Perhaps the only thing more complex than the crude oil India imports from Iran is the relationship between the two countries on the energy front. Consider: despite sales of oil from Iran dwindling from 25% of total imports to just about 8% at last count, Iran is the only country that continues to have a stake in an Indian refinery; it is a 15% stakeholder in Chennai Petroleum Corporation, a share it has held since the late ’60s, with board representation to boot.
If there was any doubt on India’s position on its strategic ties with Iran, Prime Minister Manmohan Singh erased them a week ago. At a joint cabinet meeting with German chancellor Angela Merkel in Berlin, he made it crystal clear that Iran will continue to be a strategic partner for India even as New Delhi underscores the need for Tehran to come clean on its nuclear ambitions. No surprises here, for this has been India’s stated position for decades. The ground realities, however, tell a different story.

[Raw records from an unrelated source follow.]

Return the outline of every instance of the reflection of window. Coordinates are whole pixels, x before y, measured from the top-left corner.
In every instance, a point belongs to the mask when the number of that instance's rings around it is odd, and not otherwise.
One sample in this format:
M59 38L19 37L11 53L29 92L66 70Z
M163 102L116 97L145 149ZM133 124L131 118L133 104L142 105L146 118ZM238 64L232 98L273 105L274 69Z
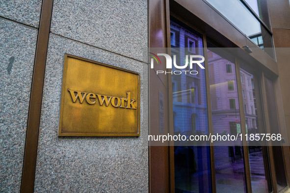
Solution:
M230 99L230 108L231 109L236 109L236 99Z
M191 94L191 103L194 103L195 99L195 96L194 93L194 88L191 87L191 89L190 89L190 93Z
M229 91L234 91L234 81L228 82L228 89Z
M188 51L192 53L195 53L195 42L188 39Z
M191 115L191 130L192 131L195 131L196 130L196 115L195 113L192 113Z
M171 46L175 46L175 32L170 32L170 42Z
M232 71L232 65L231 64L226 64L226 67L227 68L227 73L232 73L233 72Z

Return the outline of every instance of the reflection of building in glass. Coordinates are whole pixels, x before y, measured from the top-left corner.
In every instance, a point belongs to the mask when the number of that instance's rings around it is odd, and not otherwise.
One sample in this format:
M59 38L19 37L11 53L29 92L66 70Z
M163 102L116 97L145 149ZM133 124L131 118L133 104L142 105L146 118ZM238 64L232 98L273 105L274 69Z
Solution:
M213 132L240 133L240 117L235 64L208 50ZM255 128L256 113L252 74L241 69L244 108L247 128Z
M246 124L248 129L255 129L256 125L256 113L255 110L255 103L253 96L254 88L252 85L253 75L240 69L241 78L242 78L242 89L243 91L244 109Z
M209 50L208 57L213 132L236 134L240 118L235 64Z
M176 55L178 66L185 65L185 55L203 55L202 39L200 36L172 21L170 27L172 58ZM181 74L172 74L174 132L185 135L190 133L207 134L204 70L194 64L191 69L189 66L178 69L173 65L172 71L188 71L186 73L183 72ZM190 74L190 71L197 71L198 73Z

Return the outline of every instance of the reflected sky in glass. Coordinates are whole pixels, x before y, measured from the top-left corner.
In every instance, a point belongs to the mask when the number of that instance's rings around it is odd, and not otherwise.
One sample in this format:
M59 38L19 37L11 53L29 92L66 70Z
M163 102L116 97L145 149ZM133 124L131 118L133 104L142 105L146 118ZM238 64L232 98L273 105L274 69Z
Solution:
M207 1L246 35L251 36L261 33L260 22L239 0Z

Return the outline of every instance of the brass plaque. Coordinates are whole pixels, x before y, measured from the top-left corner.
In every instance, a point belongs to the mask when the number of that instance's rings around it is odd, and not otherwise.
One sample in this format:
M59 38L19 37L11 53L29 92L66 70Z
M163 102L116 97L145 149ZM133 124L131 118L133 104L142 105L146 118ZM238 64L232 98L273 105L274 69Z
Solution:
M140 74L65 54L59 136L139 136Z

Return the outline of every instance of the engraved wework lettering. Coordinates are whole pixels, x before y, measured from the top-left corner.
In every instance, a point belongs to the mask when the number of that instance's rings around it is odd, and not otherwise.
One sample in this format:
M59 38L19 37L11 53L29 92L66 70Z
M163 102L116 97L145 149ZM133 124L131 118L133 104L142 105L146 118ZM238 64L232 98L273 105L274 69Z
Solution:
M79 102L82 103L82 101L83 101L85 96L88 94L88 93L84 93L80 91L75 91L69 89L69 91L70 91L70 93L71 93L71 96L72 96L72 98L73 99L73 101L74 101L74 102L76 102L77 98L79 98ZM77 93L77 96L75 95L75 92ZM81 93L83 93L83 96L81 96Z
M103 106L105 102L105 106L107 107L109 105L110 101L111 105L115 108L120 107L126 109L137 109L134 104L134 102L136 101L136 100L133 99L131 99L131 92L127 93L127 98L125 97L120 98L117 96L111 96L107 95L85 93L84 92L77 91L73 90L68 89L68 91L71 94L73 102L76 102L78 98L79 98L79 102L80 103L82 103L84 98L85 98L87 102L89 104L95 104L96 100L98 100L100 106ZM95 99L94 100L95 98ZM125 106L125 102L127 102L127 106Z

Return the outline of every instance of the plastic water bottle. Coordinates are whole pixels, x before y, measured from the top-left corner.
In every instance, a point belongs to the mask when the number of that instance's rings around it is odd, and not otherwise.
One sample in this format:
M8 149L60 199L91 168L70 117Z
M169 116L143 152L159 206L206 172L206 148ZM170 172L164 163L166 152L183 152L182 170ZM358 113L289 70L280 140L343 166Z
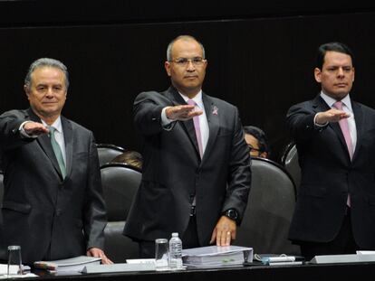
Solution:
M182 241L178 232L173 232L169 240L169 267L170 269L182 268Z

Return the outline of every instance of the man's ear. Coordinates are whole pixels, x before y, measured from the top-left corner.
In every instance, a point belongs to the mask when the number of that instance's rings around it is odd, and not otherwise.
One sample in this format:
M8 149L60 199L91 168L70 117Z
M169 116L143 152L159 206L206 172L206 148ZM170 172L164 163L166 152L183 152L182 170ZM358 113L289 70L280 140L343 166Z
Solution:
M264 151L264 152L261 153L259 156L261 156L263 158L267 158L268 157L268 154Z
M322 70L320 69L315 68L313 70L313 76L315 77L315 80L318 83L321 83L322 82Z
M29 87L27 87L27 85L24 85L24 93L26 94L27 98L28 98L29 95L30 95Z
M168 61L164 62L164 68L166 69L168 76L170 77L170 62Z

India’s declining trade and investments in Iran are not lost on the western world, although publicly it will appear to respect India’s position. India’s repeated pronouncements of “maintaining ties and trade relations with Iran” only speak of the compulsions that force it to speak a different language from its action.
Iran is increasingly becoming a forbidden word in the lexicon of western investors and financial institutions, posing huge challenges for Tehran and countries like India, China or Japan. Yet, India’s increasing energy needs, coupled with its inability to find new sources of oil and gas at home, leave it with little choice but to try and maintain a healthy relation with Iran.
India has very few options and, even around those, the imponderables are far too many. For starters, the country needs to find funds as well as institutions that are willing to insure and reinsure crude shipments from Iran. In February, for instance, a couple of refiners processing Iranian crude plunged into a crisis when international reinsurers refused to cover them. The situation was salvaged when Indian company General Insurance RE stepped in to provide reinsurance.
India will need to find many more homegrown solutions if it wants to continue trade with Iran. Most of the crude imported is carried by foreign flag ships and this volume is only expected to come down as the US and Europe increase pressure and expand the scope of sanctions. The US and the EU have enacted thirdparty sanctions against countries that continue to do business with Iran’s energy and financial sectors.